I've been in schools when safety drills are conducted. Classrooms door are locked. Students silently find assigned spots.

They crouch low along walls and behind cabinets, so no part of them is visible to a killer on the hunt. School administrators accompany police officers in a room-by-room inspection to critique compliance.

The stark routine doesn't faze students anymore -- a sad commentary. Kids accept the precautionary exercise against outside threats as they do a fire drill.

The same day that my kids rehearsed a lockdown in their school, they came home with tales of incessant bullying on the bus. Evidently, a pair of beefy toughs picked on a youngster of slight build.

He was easy prey. They teased him, pulled his hat down over his face, and called him "fag," a universal taunt that erupts out of kindergarten and endures through high school and beyond.

Such torment occurs every day in every grade in every school district in every state in the union. These days, the mocking is magnified by the limitless audience of cyberspace. Berating the loner, the geek, the girl who wants desperately to belong inflicts unbearable pain.

Last month, Gov. John Kasich signed the Jessica Logan Act into law. The anti-bullying measure is named after a Cincinnati-area high school student who committed suicide after she was bullied in school in 2008.

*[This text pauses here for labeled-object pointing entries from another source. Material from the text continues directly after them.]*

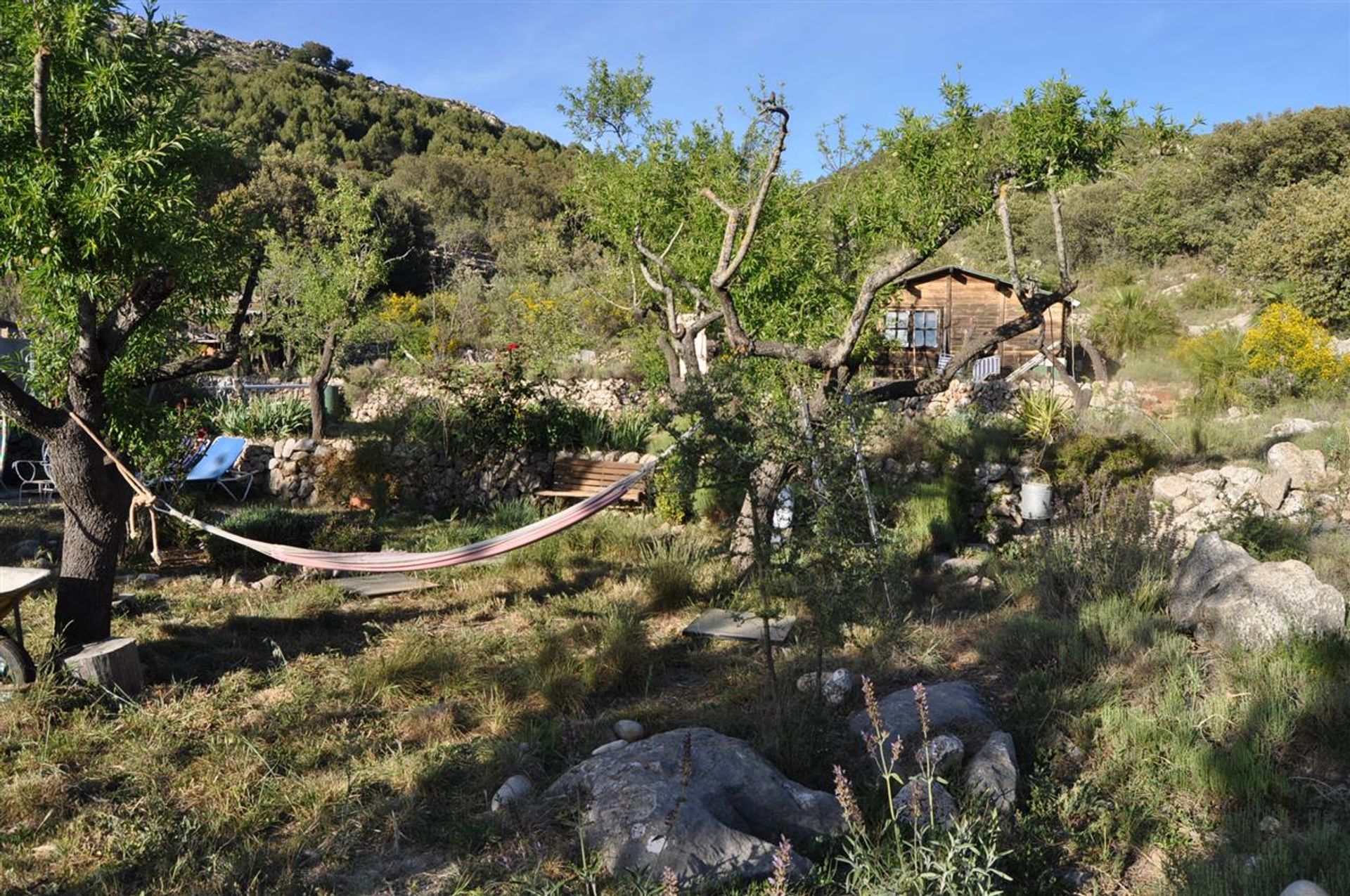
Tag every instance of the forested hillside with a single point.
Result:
(1259, 204)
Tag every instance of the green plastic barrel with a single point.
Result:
(333, 401)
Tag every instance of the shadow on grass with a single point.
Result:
(202, 654)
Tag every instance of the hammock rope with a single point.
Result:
(384, 560)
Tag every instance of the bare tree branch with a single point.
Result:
(145, 299)
(230, 343)
(32, 413)
(41, 77)
(1014, 277)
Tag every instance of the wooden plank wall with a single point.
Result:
(970, 306)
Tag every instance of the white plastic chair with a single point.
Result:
(35, 476)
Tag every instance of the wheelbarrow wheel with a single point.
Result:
(17, 668)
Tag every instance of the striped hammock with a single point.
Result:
(408, 561)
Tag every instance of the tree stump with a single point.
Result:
(112, 664)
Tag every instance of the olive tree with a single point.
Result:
(323, 273)
(117, 254)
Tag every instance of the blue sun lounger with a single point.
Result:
(218, 467)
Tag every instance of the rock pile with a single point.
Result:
(1298, 481)
(1226, 598)
(609, 396)
(292, 473)
(392, 396)
(700, 803)
(956, 717)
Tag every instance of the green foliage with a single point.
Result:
(1304, 239)
(908, 853)
(365, 474)
(264, 523)
(1109, 460)
(1292, 354)
(1268, 539)
(613, 103)
(1041, 417)
(347, 532)
(324, 273)
(1206, 293)
(1107, 547)
(314, 53)
(1129, 320)
(120, 193)
(1218, 366)
(594, 656)
(670, 567)
(673, 486)
(1058, 139)
(259, 417)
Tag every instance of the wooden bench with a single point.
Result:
(581, 478)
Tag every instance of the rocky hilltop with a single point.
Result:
(250, 56)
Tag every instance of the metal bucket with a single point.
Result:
(1036, 500)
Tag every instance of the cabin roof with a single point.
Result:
(956, 269)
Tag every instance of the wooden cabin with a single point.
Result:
(934, 313)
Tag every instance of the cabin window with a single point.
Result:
(908, 330)
(925, 330)
(895, 328)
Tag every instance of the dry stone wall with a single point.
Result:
(297, 472)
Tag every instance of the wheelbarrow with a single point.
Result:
(17, 668)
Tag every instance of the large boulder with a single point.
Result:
(955, 708)
(993, 772)
(701, 803)
(1304, 467)
(1228, 598)
(1210, 561)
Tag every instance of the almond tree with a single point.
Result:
(104, 226)
(790, 270)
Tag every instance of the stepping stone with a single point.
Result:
(381, 585)
(723, 624)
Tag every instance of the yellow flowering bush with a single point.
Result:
(1285, 344)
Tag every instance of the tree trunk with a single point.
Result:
(96, 502)
(755, 524)
(318, 382)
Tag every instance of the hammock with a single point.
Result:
(381, 560)
(406, 561)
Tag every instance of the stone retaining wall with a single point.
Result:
(296, 470)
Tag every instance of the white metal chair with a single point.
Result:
(986, 368)
(35, 476)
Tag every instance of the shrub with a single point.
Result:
(908, 853)
(261, 417)
(347, 532)
(629, 432)
(1207, 292)
(930, 516)
(1216, 363)
(1041, 417)
(1129, 320)
(1306, 239)
(1292, 353)
(670, 567)
(278, 525)
(1107, 547)
(1110, 460)
(365, 474)
(1266, 539)
(1117, 275)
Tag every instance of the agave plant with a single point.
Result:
(1043, 417)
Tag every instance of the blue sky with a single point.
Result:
(866, 60)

The new law adds a definition of cyber-bullying to school policies and to anti-bullying training required for teachers. It adds school buses as places where bullying can be disciplined. But it doesn't do enough to resolve a huge problem that pushes tortured souls over the edge.

Schools need to develop curricula that teach the importance of respect, civility, and compassion. Without a systemic approach to confronting bullying aggressively-- the earlier the better -- what happened in Chardon will happen again.

Marilou Johanek is a columnist for The Blade.